Aqui os requisitos dificilmente se reúnem: existem anti-histamínicos com registro no Brasil, e a própria difenidramina tem registro ativo na injetável, o que compromete o requisito de inexistência de substituto terapêutico nacional. Vale a distinção: importar para uso próprio é rota administrativa, em nome do paciente e a partir de prescrição, sem depender de decisão judicial; pedir que o poder público ou o plano custeiem o tratamento é outra discussão, de financiamento. O cabimento é sempre individual e exige orientação médica e jurídica.

Perguntas Frequentes

Se a injetável é registrada no Brasil, por que a cápsula não está disponível?

Porque o registro sanitário é concedido a um produto específico, com forma farmacêutica, concentração, via e indicação definidas. O registro ativo cobre a injetável de 50 mg/mL, administrada por profissional de saúde. A cápsula oral de 25 mg é outro produto e precisaria de registro próprio.

Por ser de venda livre nos Estados Unidos, a importação é mais simples?

Não. A condição de venda no país de origem não altera as regras sanitárias brasileiras: continua sendo medicamento sem registro ativo aqui, e o processo corre em nome do paciente a partir de prescrição.

Difenidramina serve para insônia?

A cápsula do Banophen não tem essa indicação: a finalidade declarada no rótulo é anti-histamínico, e o texto adverte para não usar o produto para fazer criança dormir. A monografia americana de auxílio ao sono limita o uso a partir de 12 anos e manda procurar o médico se a insônia persistir por mais de duas semanas. Insônia persistente é queixa para investigação médica, não para automedicação.

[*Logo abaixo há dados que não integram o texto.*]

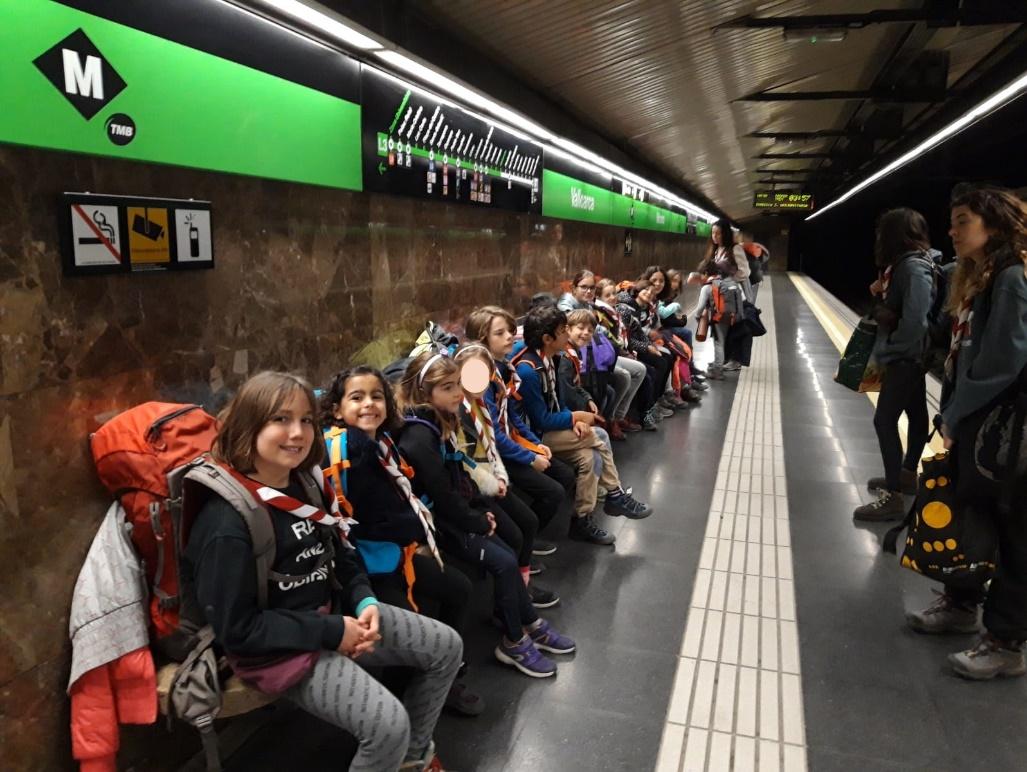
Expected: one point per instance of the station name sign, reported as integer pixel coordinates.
(771, 199)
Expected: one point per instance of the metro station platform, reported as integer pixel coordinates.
(749, 624)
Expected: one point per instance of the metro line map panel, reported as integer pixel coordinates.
(416, 145)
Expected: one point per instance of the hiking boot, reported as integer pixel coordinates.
(548, 640)
(541, 597)
(988, 658)
(584, 529)
(907, 483)
(462, 700)
(542, 547)
(629, 426)
(945, 615)
(524, 656)
(888, 506)
(428, 763)
(624, 504)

Idoso pode usar difenidramina?

Os critérios de Beers de 2023 recomendam evitar a difenidramina oral em pessoas idosas, com força de recomendação forte, mas registram que o uso no tratamento agudo de reações alérgicas graves pode ser apropriado. A decisão é do médico que acompanha a pessoa.

Conclusão

Banophen é marca norte-americana de cloridrato de difenidramina, vendida sem prescrição sob monografia e rotulada como anti-histamínico. No Brasil, a apresentação oral isolada não tem registro ativo localizado; o que existe é a injetável Difenidrin, 1.0298.0170. Formalmente, essa ausência de registro abriria a rota de importação para uso próprio, mas a resposta técnica honesta é que ela normalmente não se justifica: molécula de primeira geração, altamente anticolinérgica e sedativa, com alternativas registradas no país, recomendação de evitar em idosos nos critérios de Beers de 2023 e alerta do FDA sobre doses acima da recomendada. A conduta correta começa e termina na consulta médica. Quando a importação é de fato a rota indicada por quem prescreve, a Medicsupply conduz o processo documental e alfandegário em nome do paciente.

Fontes

  1. DailyMed. Rótulo BANOPHEN, cápsula de difenidramina 25 e 50 mg, Major Pharmaceuticals. Identificador 04e70311-6412-4a20-84e3-f6e26d5f19ab, de 20/02/2026.
  2. FDA. Monografia M012, produtos de resfriado, tosse, alergia e antiasmáticos isentos de prescrição. Ordem final de 14/10/2022; ordem proposta OTC000036, de 08/11/2024; posologia no item M012.72(d)(7).
  3. FDA. Monografia M010, produtos de auxílio ao sono noturno isentos de prescrição. Publicação de 20/09/2021; ordem final vigente desde 27/03/2020.
  4. FDA. Comunicado de segurança de 24/09/2020 sobre problemas graves com doses altas de difenidramina.
  5. Cristália. Bula profissional de Difenidrin, cloridrato de difenidramina, solução injetável 50 mg/mL. Registro 1.0298.0170.
  6. ANVISA. Consulta à base oficial em 11/09/2026: difenidramina, 11 registros inativos, o mais recente vencido em 2006; Benadryl, 2 inativos, incluindo Pfizer 1.0216.0092; Difenidrin, Cristália, 1.0298.0170, ativo.
  7. ANVISA. Listas da Portaria SVS/MS nº 344, de 12/05/1998, versão consolidada pela RDC nº 1.036, de 09/07/2026.
  8. 2023 American Geriatrics Society Beers Criteria Update Expert Panel. J Am Geriatr Soc. 2023;71(7):2052-2081. PMID 37139824.
  9. Agência Europeia de Medicamentos. Procedimento PSUSA/00001110/202411, difenidramina e paracetamol, medicamentos autorizados nacionalmente.
  10. Supremo Tribunal Federal. Tema 500 da repercussão geral, Recurso Extraordinário 657718, julgado em 22/05/2019.